Matanya terpejam damai dan nafasnya berderu teratur. Kiba tertidur dengan senyum diwajahnya.
Impiannya dua hari belakangan ini akhirnya terkabul.
"Kiba? Yo, Kiba-kun?" Itu suara Naruto yang keluar dari ponsel dalam genggamannya.
Tanpa Kiba sadari sekarang ada seseorang yang meraih ponselnya. Menekan tombol berwarna merah dan meletakannya disamping Kiba.

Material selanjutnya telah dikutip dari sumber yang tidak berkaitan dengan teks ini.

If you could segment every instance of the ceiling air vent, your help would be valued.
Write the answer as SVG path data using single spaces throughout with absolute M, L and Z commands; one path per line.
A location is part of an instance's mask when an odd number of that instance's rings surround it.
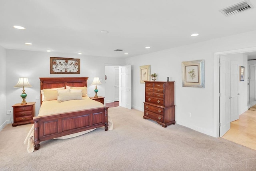
M 115 50 L 114 50 L 114 51 L 116 51 L 116 52 L 117 52 L 117 51 L 122 51 L 123 50 L 123 50 L 122 49 L 116 49 Z
M 249 0 L 242 2 L 228 8 L 220 10 L 220 12 L 226 16 L 230 16 L 254 7 Z

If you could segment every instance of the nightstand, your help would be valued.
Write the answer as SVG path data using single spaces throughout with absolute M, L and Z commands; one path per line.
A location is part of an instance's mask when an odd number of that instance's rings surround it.
M 103 104 L 104 104 L 104 97 L 99 96 L 98 97 L 90 97 L 90 99 L 92 99 L 96 101 L 98 101 L 101 103 Z
M 26 123 L 34 123 L 33 117 L 36 113 L 36 102 L 28 103 L 25 105 L 15 104 L 13 107 L 13 127 Z

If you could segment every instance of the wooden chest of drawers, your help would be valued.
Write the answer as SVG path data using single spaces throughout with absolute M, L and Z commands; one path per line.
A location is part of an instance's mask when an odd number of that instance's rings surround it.
M 25 105 L 15 104 L 13 107 L 13 123 L 12 126 L 26 123 L 33 123 L 33 118 L 35 114 L 36 102 L 28 103 Z
M 175 124 L 174 82 L 145 82 L 144 119 L 163 127 Z

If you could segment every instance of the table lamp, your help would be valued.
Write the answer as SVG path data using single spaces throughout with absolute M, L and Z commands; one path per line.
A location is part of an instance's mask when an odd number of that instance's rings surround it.
M 93 78 L 93 81 L 92 81 L 92 85 L 95 85 L 96 87 L 95 87 L 95 89 L 94 89 L 94 92 L 95 92 L 95 96 L 94 97 L 98 97 L 98 95 L 97 95 L 97 93 L 98 91 L 99 90 L 97 89 L 97 85 L 99 85 L 101 84 L 101 83 L 100 81 L 100 79 L 98 77 L 94 77 Z
M 26 99 L 26 97 L 28 95 L 25 92 L 25 89 L 24 89 L 24 87 L 32 87 L 31 85 L 28 82 L 28 78 L 20 78 L 19 79 L 19 81 L 18 82 L 17 84 L 16 84 L 14 87 L 15 88 L 18 88 L 20 87 L 23 87 L 23 90 L 22 91 L 23 91 L 22 93 L 20 95 L 20 97 L 22 98 L 22 101 L 20 103 L 21 105 L 24 105 L 27 104 L 27 102 L 25 100 L 25 99 Z

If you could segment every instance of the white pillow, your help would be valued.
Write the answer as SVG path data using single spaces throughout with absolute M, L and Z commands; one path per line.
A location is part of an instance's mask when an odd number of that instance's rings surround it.
M 58 102 L 67 101 L 72 100 L 82 100 L 83 97 L 81 92 L 77 93 L 66 93 L 60 92 L 58 96 Z
M 56 90 L 57 89 L 65 89 L 65 87 L 60 87 L 59 88 L 46 88 L 43 89 L 41 90 L 41 94 L 42 94 L 42 101 L 44 100 L 44 90 L 45 89 L 52 89 Z

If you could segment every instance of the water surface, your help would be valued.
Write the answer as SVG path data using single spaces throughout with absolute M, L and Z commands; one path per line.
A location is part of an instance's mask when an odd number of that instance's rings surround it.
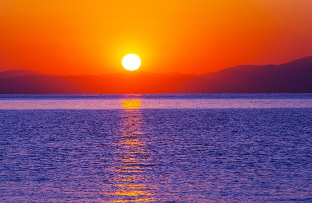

Kiba tertidur tiba tiba tentu bukan tanpa alasan. Seseorang itulah yang membuatnya tertidur. Seseorang? Sekilas bayangan seseorang sepertinya.
Setiap malam tiba, saat itulah mereka datang mengunjungi mu. Kau tak tau karena kau tertidur. Saat kau terbangun pun kau masih tak tau kalau mereka itu ada. Karena saat kau terbangun, saat itu juga mereka pergi menjauh. Melihat mu dari jauh, memperhatikan pergerakanmu, mengawasi kegiatanmu, dan menunggu—sampai tiba saatnya nanti, untuk bertatap muka dan menyapa mu barang kali.
Read and Review?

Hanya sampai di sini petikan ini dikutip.